Database Functions

Datomic supports functions as first-class values in the database. This simple yet powerful facility enables:

  • Atomic transformation functions in transactions
  • Integrity checks and constraints
  • Predicates and generative functions for queries
  • Database-driven dynamic code distribution to peers
  • and much more - your imagination is the limit!

There is a video introducing database functions.

Database Function Basics

Create a function

You can write database functions in Java or Clojure. You can programmatically create a database function by first creating a map with information about the function - its language, parameters and code, then supplying this map to the Peer.function() method. Alternatively, you can embed a function definition in a transaction script by using the #db/fn{…} literal, which tags a similar map. All database functions take and return Objects.

Installing a function

You install a function simply by adding it as an attribute of an entity. There is already an attribute of the correct (:db.type/fn) type - :db/fn. Normally you will also add a :db/ident attribute on the function entity to serve as its name, as well as a :db/doc string. When a function is added to the database, its language and code are stored.

Using functions

The function object that you get from calling Peer.function() is the same thing that you will get when retrieving the :db/fn attribute. It is an object that will implement datomic.functions.Fn, as well as the one of datomic.functions.FnN matching its arity. In addition, for Clojure users, it will implement clojure.lang.IFn. This object will dynamically compile itself the first time it is invoked. Subsequent calls will be as fast as any compiled Java code - the calls are neither interpreted nor reflective. To invoke a function, simply call invoke() on it. You can call database functions written in either language from any JVM language with interop support.

Transaction Functions

Datomic will invoke database functions as part of transaction processing. Functions written for this purpose are called transaction functions.

Creating and installing a transaction function

Creating and installing a transaction function is exactly like creating any database function, but the function must meet certain requirements:

  • A transaction function must expect to be passed a database value as its first argument.

This is to allow transaction function to issue queries etc.

  • Additionally, a transaction function must return transaction data

i.e. data in the same form as expected by Connection.transact().

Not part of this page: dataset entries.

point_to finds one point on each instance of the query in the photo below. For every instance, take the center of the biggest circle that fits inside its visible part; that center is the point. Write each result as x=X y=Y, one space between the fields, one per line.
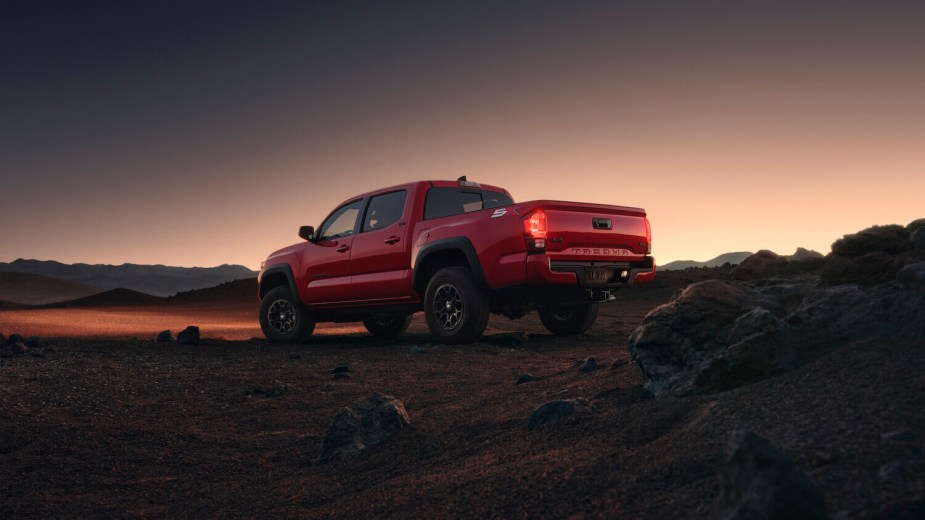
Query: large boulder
x=759 y=482
x=367 y=422
x=678 y=339
x=892 y=239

Using transaction functions

'Calls' to your transaction functions are just ordinary transaction entries (lists) like the built-in ones for :db/add and :db/retract:

;;add an entity called :foo
[{:db/id #db/id [:db.part/user]
  :db/ident :foo}]

;;add a transaction function called add-doc
[{:db/id #db/id [:db.part/user]
  :db/ident :add-doc
  :db/fn #db/fn {:lang "java"
                 :params [db e doc]
                 :code "return list(list(\":db/add\", e, \":db/doc\", doc));"}}]

;;calls add-doc in a transaction
[[:add-doc :foo "this is foo's doc"]]
conn.db().entity(":foo").get(":db/doc") -> "this is foo's doc"

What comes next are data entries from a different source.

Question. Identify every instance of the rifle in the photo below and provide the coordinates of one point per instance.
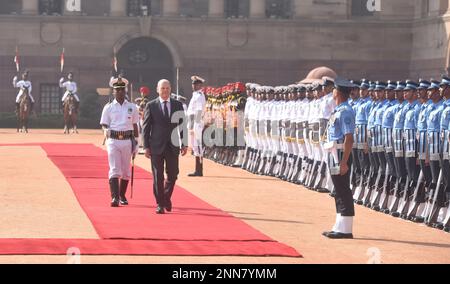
(132, 176)
(134, 144)
(418, 198)
(435, 204)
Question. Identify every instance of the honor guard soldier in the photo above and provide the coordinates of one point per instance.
(399, 148)
(196, 110)
(141, 103)
(355, 173)
(71, 89)
(411, 115)
(421, 135)
(248, 138)
(434, 150)
(362, 111)
(326, 108)
(238, 106)
(119, 121)
(120, 77)
(314, 134)
(388, 142)
(445, 91)
(24, 86)
(340, 142)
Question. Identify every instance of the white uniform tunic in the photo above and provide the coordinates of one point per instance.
(71, 88)
(196, 105)
(119, 118)
(22, 85)
(247, 110)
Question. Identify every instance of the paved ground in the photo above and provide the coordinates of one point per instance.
(291, 214)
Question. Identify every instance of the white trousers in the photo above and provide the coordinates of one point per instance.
(119, 158)
(18, 98)
(74, 95)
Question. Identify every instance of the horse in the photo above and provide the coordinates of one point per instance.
(70, 114)
(24, 112)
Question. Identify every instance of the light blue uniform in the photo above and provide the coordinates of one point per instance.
(410, 128)
(445, 121)
(398, 126)
(422, 129)
(388, 124)
(342, 122)
(434, 130)
(361, 120)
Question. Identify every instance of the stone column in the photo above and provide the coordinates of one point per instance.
(303, 9)
(118, 8)
(171, 8)
(216, 8)
(257, 8)
(30, 7)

In this example 3 transactions are run. The first creates a new entity with an ident of :foo. The second adds a new transaction function to the database called :add-doc. :add-doc takes the db (which it doesn't use), an entity e, and a doc string doc. It returns transaction data that looks like this:

[[:db/add e :db/doc doc]]

Note that, by default, the methods (e.g. list()) of Util and Peer are already statically imported.

The third transaction calls :add-doc to add docs to :foo.

Processing transaction functions

The transaction processor will lookup the function in its :db/fn attribute, and then invoke it, passing the value of the db (currently, as of the beginning of the transaction), followed by the arguments - e.g. f.invoke(db, :foo, "this is foo's doc"). It will then take the result of the call (which is a list of transaction data), and 'splice' it into the transaction where the call was made. The result might contain several transaction entries, and some of them may be transaction function calls. The transaction processor will call these in turn, until the expansion consists only of :db/adds and :db/retracts.

Uses for transaction functions

Transaction functions run on the transactor inside of transactions, and thus can atomically analyze and transform database values. You can use them to ensure atomic read-modify-update processing, and integrity constraints. (To abort a transaction, simply throw an exception). If you frequently need to create entities with a particular 'shape' you can make constructor-like transaction functions. A transaction function can issue queries on the db value it is passed, and can perform arbitrary logic in the programming language. Note, however, that transaction functions should be pure functions and not be used to produce effects on the transactor. Also note that they are run once only, on the transactor during the transaction. Only the expansions become part of the database and thus the transmission to peers.